Just can’t quite figure this one out.

Given a search phrase like “one two three”, I want to search a list of
text strings for onex that contain ALL of those words, but not
necessarily in that order.

The hard part for me is the “not necessarily in that order”.

Using ‘\b(one|two|three)\b’ will match if at least one of them occurs in
any order, but I need all of them to match and be in any order.

two one three => match
one three => does not match

Any ideas? Is this possible with regular expressions?

Thanks!
Jeff


#2

On Sat, 4 Feb 2006 06:38:12 +0900, Jeff C. removed_email_address@domain.invalid
wrote:

Just can’t quite figure this one out.

Given a search phrase like “one two three”, I want to search a list of
text strings for onex that contain ALL of those words, but not
necessarily in that order.

You can use look-aheads to build a re that looks like:

/^(?=.\bone\b)(?=.\btwo\b)(?=.*\bthree\b)/

ensuring a match only if all look-ahead assertions pass.

phrase = “one two three”
re = %r/^#{phrase.split.map{|s|"(?=.*\b#{s}\b)"}}/
while DATA.gets
print if ~re
end
END
one two three YUP
one three two YUP
zone two three NOPE
three and two and one YUP

regards,
andrew


#3

Jeff C. wrote:

two one three => match
one three => does not match

Seems to work:

s = “foo two bar three zap one”
rx = /^(?=.*one)(?=.*two).*three/m

p (rx =~ s)

s = “one three”
p (rx =~ s)

Works like this too:
rx = /^(?=.*one)(?=.*two)(?=.*three)/m


#4

Andrew J. wrote:

You can use look-aheads to build a re that looks like:

/^(?=.\bone\b)(?=.\btwo\b)(?=.*\bthree\b)/

ensuring a match only if all look-ahead assertions pass.

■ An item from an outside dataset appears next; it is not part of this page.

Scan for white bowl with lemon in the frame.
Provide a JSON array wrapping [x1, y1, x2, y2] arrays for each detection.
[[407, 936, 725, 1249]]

Awesome! I’ll give it a try.

Thanks a lot.
Jeff


#5

On Sat, 4 Feb 2006, Jeff C. wrote:

two one three => match
one three => does not match

Any ideas? Is this possible with regular expressions?

Thanks!
Jeff

stupid - but works

 harp:~ > cat a.rb
 strings = <<-txt
   two one three
   one three
   one foo two bar  three
   foo two bar one three
   two
 txt

 atoms = '\b(?:one|two|three)\b'
 re = %r/(?:#{ atoms }).*(?:#{ atoms }).*(?:#{ atoms })/

 require "yaml" and strings.each{|string| y string => (string =~ re 

? true : false)}

 harp:~ > ruby a.rb
 ---
 "  two one three\n": true
 ---
 "  one three\n": false
 ---
 "  one foo two bar  three\n": true
 ---
 "  foo two bar one three\n": true
 ---
 "  two\n": false

hth.

-a